Cuffitis is caused by recurrent UC in retained columnar mucosa, usually between the dentate line and a stapled anastomosis, and the risk of cuffitis increases with the length of the rectal cuff. Symptoms can appear similar to pouchitis, but these patients may also develop significant tenesmus. Cuffitis is generally well treated with 5-ASA derivative suppositories, but not all patients may respond to these therapies, in which case CD should be ruled out. Surgery may be a last option for patients with refractory cuffitis, where a completion mucosectomy and pouch advancement is performed.

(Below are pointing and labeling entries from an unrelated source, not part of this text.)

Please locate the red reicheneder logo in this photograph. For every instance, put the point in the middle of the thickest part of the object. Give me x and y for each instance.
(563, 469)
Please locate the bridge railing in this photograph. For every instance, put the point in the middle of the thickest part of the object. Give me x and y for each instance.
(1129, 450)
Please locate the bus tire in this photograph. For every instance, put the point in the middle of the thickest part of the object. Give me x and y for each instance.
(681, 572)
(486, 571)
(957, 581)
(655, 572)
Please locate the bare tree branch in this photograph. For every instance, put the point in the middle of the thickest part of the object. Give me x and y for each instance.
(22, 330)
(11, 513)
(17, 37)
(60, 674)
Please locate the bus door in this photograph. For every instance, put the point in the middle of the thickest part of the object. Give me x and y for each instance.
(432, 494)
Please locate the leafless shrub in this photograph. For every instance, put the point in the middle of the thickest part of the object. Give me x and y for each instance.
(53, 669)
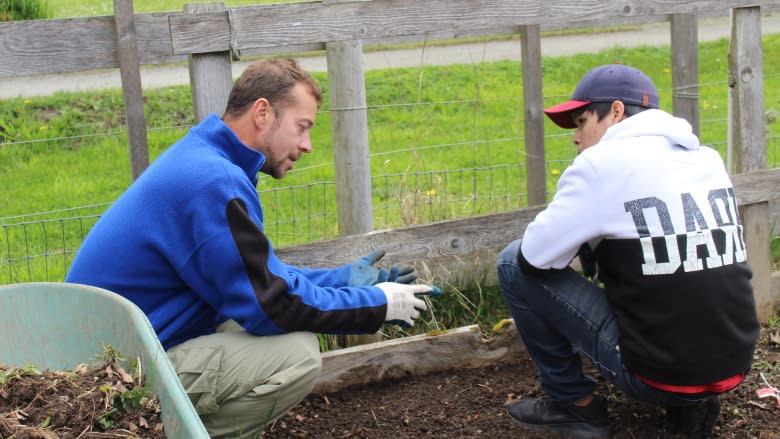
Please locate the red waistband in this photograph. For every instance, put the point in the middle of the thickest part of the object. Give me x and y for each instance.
(717, 387)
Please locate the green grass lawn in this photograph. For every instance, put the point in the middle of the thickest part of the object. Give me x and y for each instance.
(446, 142)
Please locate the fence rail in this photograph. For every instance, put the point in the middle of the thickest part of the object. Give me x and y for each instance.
(210, 35)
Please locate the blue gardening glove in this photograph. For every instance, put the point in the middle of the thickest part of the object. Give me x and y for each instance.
(403, 302)
(363, 272)
(588, 262)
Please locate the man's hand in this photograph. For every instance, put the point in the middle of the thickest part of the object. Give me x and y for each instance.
(403, 305)
(363, 272)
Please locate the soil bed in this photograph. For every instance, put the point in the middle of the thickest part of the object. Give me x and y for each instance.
(471, 404)
(466, 403)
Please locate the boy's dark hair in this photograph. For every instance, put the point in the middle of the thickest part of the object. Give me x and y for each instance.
(603, 108)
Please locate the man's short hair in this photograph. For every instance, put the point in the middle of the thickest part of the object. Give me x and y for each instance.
(272, 79)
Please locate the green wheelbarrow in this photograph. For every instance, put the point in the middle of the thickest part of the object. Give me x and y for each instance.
(58, 325)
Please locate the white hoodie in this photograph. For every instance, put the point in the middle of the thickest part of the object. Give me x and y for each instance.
(660, 212)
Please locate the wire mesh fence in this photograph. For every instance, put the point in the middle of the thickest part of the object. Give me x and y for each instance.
(437, 154)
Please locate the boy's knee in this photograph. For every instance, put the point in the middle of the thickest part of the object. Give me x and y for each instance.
(509, 254)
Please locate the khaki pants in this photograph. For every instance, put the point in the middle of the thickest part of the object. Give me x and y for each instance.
(239, 382)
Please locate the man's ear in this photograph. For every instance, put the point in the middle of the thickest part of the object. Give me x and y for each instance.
(617, 111)
(262, 113)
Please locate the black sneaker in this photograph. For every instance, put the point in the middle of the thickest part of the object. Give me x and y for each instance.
(694, 421)
(546, 414)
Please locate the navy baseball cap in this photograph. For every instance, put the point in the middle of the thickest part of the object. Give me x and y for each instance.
(608, 83)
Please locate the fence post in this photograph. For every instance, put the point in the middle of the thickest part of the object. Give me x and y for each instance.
(747, 142)
(349, 116)
(531, 56)
(347, 90)
(685, 68)
(211, 74)
(130, 72)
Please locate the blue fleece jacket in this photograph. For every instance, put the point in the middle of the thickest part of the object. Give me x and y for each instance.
(185, 243)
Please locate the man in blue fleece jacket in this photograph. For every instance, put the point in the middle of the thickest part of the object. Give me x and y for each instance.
(186, 243)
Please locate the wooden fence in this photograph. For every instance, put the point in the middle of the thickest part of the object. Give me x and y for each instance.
(210, 35)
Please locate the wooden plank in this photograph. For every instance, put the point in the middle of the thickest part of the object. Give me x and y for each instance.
(757, 186)
(533, 104)
(459, 348)
(746, 91)
(463, 250)
(755, 221)
(302, 23)
(428, 242)
(130, 72)
(685, 68)
(211, 74)
(77, 44)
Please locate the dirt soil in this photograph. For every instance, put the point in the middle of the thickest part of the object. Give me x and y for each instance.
(459, 404)
(472, 404)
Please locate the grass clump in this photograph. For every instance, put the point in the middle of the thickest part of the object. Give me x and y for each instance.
(13, 10)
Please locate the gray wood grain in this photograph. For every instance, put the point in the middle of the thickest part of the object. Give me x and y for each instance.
(533, 103)
(747, 142)
(685, 68)
(351, 155)
(130, 72)
(303, 23)
(211, 74)
(78, 44)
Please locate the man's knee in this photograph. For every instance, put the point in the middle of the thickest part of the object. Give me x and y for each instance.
(310, 351)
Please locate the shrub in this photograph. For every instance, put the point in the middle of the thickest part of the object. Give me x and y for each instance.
(11, 10)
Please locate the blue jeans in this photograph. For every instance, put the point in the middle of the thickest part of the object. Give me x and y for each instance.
(562, 316)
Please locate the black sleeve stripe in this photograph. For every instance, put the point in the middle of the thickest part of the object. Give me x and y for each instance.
(287, 311)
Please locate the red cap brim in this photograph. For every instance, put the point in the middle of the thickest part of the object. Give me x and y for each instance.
(561, 113)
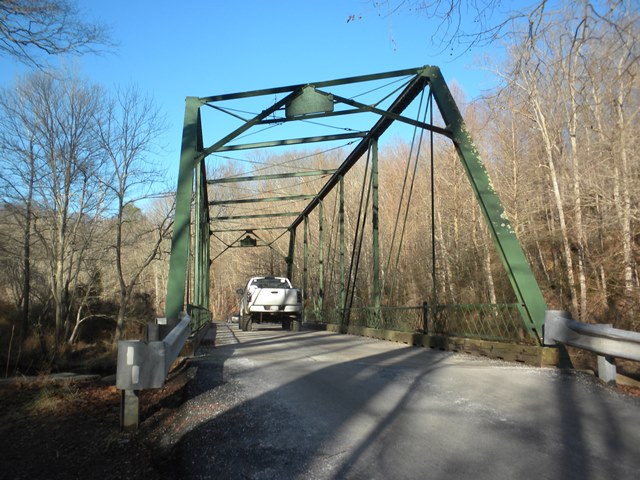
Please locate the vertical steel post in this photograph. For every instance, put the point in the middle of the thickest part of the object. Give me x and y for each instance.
(531, 303)
(375, 233)
(434, 272)
(305, 265)
(321, 258)
(179, 260)
(292, 246)
(343, 292)
(197, 237)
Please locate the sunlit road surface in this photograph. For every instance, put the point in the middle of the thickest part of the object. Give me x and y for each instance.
(273, 404)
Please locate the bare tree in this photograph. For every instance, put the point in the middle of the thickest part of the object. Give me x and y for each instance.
(128, 133)
(29, 28)
(68, 191)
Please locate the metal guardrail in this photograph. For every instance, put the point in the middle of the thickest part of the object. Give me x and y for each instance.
(142, 365)
(608, 342)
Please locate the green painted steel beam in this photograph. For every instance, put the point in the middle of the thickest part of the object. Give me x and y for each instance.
(410, 92)
(260, 200)
(391, 115)
(250, 123)
(181, 237)
(289, 259)
(375, 237)
(326, 83)
(311, 116)
(248, 229)
(343, 292)
(274, 176)
(522, 280)
(262, 215)
(290, 141)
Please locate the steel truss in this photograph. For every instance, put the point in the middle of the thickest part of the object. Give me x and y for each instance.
(307, 103)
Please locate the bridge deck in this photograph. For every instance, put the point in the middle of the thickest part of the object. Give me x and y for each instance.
(278, 404)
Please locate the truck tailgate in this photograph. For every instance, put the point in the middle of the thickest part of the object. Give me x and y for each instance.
(275, 296)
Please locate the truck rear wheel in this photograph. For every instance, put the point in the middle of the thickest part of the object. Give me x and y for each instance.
(295, 325)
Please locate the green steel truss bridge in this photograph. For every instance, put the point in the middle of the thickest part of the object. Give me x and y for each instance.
(417, 100)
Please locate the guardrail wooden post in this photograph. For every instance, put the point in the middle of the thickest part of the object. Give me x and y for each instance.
(608, 342)
(142, 365)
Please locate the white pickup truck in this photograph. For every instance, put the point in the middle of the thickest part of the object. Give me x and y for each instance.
(270, 299)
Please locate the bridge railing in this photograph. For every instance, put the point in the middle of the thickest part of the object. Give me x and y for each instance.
(200, 316)
(145, 364)
(607, 342)
(483, 321)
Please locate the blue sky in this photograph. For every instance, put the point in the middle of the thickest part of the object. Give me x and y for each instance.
(176, 49)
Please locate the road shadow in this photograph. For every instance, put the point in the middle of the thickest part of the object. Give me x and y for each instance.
(291, 431)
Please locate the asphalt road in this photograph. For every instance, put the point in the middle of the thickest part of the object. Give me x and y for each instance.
(271, 404)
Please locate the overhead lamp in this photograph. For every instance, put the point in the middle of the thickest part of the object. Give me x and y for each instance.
(309, 102)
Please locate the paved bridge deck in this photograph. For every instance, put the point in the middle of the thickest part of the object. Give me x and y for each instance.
(278, 404)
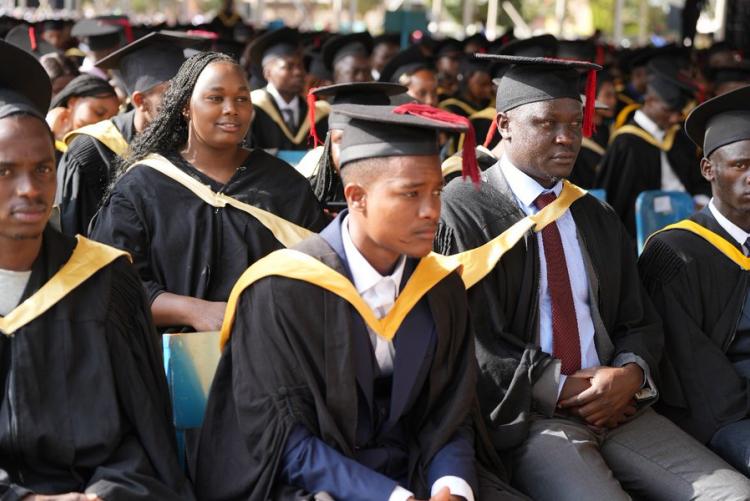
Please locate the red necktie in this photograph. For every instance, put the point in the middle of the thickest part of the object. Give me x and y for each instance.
(565, 340)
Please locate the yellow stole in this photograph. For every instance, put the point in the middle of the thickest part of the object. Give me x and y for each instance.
(106, 132)
(284, 231)
(664, 145)
(452, 101)
(88, 257)
(721, 243)
(261, 99)
(473, 264)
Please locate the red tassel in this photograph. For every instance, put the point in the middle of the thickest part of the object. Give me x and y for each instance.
(32, 39)
(311, 100)
(491, 133)
(469, 163)
(588, 111)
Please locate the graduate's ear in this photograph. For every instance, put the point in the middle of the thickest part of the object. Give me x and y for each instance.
(356, 196)
(708, 170)
(503, 125)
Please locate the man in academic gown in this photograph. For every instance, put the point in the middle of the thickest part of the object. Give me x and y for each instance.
(84, 410)
(652, 152)
(567, 343)
(310, 400)
(701, 289)
(281, 120)
(88, 166)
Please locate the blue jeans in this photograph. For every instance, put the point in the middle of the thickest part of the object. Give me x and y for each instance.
(732, 442)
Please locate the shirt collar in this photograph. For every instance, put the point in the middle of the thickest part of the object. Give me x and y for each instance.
(364, 275)
(524, 187)
(734, 231)
(293, 104)
(648, 125)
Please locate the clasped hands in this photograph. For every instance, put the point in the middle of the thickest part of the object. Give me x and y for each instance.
(602, 396)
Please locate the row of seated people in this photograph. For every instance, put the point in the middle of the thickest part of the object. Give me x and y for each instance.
(524, 360)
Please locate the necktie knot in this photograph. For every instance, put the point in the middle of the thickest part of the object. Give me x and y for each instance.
(544, 200)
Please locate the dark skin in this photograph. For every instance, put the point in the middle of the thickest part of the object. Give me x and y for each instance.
(543, 139)
(353, 68)
(728, 171)
(287, 74)
(660, 112)
(27, 189)
(218, 115)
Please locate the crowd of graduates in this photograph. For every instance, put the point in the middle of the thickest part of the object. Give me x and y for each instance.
(427, 305)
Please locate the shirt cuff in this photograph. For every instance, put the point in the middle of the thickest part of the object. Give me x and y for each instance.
(400, 494)
(457, 486)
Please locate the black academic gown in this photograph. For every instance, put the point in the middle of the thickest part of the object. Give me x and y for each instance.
(632, 165)
(505, 304)
(83, 175)
(700, 294)
(266, 133)
(85, 403)
(182, 245)
(300, 355)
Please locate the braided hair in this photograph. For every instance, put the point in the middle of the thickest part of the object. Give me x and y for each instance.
(168, 133)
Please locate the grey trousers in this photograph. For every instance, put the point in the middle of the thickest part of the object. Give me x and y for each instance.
(648, 457)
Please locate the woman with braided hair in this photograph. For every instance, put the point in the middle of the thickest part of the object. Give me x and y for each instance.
(189, 252)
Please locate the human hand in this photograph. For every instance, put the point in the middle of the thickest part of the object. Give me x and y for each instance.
(609, 400)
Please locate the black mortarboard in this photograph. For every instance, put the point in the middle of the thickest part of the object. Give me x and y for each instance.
(720, 121)
(97, 34)
(447, 47)
(25, 89)
(277, 43)
(405, 62)
(406, 130)
(539, 46)
(341, 46)
(25, 37)
(152, 59)
(85, 85)
(534, 79)
(670, 85)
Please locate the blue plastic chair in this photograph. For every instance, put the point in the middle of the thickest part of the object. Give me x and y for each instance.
(599, 193)
(190, 361)
(292, 157)
(656, 209)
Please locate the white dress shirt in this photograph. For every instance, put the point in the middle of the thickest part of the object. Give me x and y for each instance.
(380, 294)
(526, 191)
(292, 105)
(734, 231)
(12, 285)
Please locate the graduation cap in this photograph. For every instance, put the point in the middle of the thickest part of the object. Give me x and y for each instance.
(277, 43)
(25, 37)
(534, 79)
(85, 85)
(27, 88)
(97, 34)
(670, 85)
(406, 130)
(539, 46)
(363, 93)
(342, 46)
(720, 121)
(152, 59)
(405, 62)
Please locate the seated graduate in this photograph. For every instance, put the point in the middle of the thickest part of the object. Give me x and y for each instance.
(88, 166)
(188, 247)
(85, 405)
(697, 275)
(312, 395)
(321, 165)
(281, 120)
(566, 338)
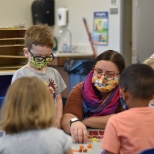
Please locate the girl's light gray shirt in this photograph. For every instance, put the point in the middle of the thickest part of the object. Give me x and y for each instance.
(51, 77)
(46, 141)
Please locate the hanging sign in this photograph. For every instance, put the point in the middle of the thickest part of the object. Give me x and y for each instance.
(100, 30)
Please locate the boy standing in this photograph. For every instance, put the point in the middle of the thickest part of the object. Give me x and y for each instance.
(39, 42)
(132, 131)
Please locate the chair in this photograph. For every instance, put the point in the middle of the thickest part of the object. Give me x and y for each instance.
(147, 151)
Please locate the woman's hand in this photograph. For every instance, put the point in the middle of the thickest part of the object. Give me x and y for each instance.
(79, 132)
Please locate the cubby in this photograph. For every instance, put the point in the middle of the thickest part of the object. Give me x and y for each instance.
(11, 48)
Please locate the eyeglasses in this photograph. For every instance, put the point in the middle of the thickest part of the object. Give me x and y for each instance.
(107, 74)
(39, 59)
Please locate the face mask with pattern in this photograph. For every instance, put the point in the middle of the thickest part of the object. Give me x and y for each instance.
(38, 65)
(104, 84)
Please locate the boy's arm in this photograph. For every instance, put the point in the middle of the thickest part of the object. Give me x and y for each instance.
(59, 110)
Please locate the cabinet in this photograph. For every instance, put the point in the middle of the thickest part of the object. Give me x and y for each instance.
(11, 48)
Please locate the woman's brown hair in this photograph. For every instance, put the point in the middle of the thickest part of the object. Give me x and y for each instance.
(28, 105)
(113, 56)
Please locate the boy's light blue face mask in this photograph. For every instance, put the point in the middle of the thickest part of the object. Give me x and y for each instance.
(123, 103)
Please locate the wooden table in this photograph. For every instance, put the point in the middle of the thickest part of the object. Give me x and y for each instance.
(94, 141)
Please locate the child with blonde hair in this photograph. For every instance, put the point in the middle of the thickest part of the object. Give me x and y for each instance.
(39, 42)
(28, 117)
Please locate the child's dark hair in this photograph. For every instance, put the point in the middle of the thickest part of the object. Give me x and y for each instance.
(138, 80)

Revisionary surgery after creation of a CI is extremely common and can occur in up to 72% of patients [72]. The most common need for reoperation in this population is valve slippage, which generally presents as either a loss of continence or an inability to cannulate the pouch. While it is possible to salvage a CI after valve slippage, this procedure is often quite complex, involving removal of the valve, reversal of the pouch, and conversion of the pouch inflow to a new outflow valve. This should only be undertaken by those who have significant experience with these procedures as once a valve has been repaired, it is likely to slip again. The Cleveland Clinic noted that patients with valve slippage underwent a median of 2.9 procedures at an average interval of 14 months, although they were able to salvage 77% of these pouches at 20 years [72].

Conclusion

Surgery for UC includes total proctocolectomy with or without ileal pouch reconstruction. The tenets of surgery in this setting are first controlling the disease, and once a patient is in a suitable risk category, only then should reconstruction be considered. Regardless of one’s preferred minimally invasive technique, outcomes from minimally invasive surgery are good, and this should be the preferred approach at this point in time. Having a good familiarity with the potential complications of pouch creation is critical in managing these patients in the perioperative period as well as for the rest of their lives. If a patient is not a pelvic pouch candidate, a CI may be considered; however, these procedures are complex and carry a high risk of reoperation. There is still no consensus on appendectomy in the setting of UC, but there will be more data on this with time.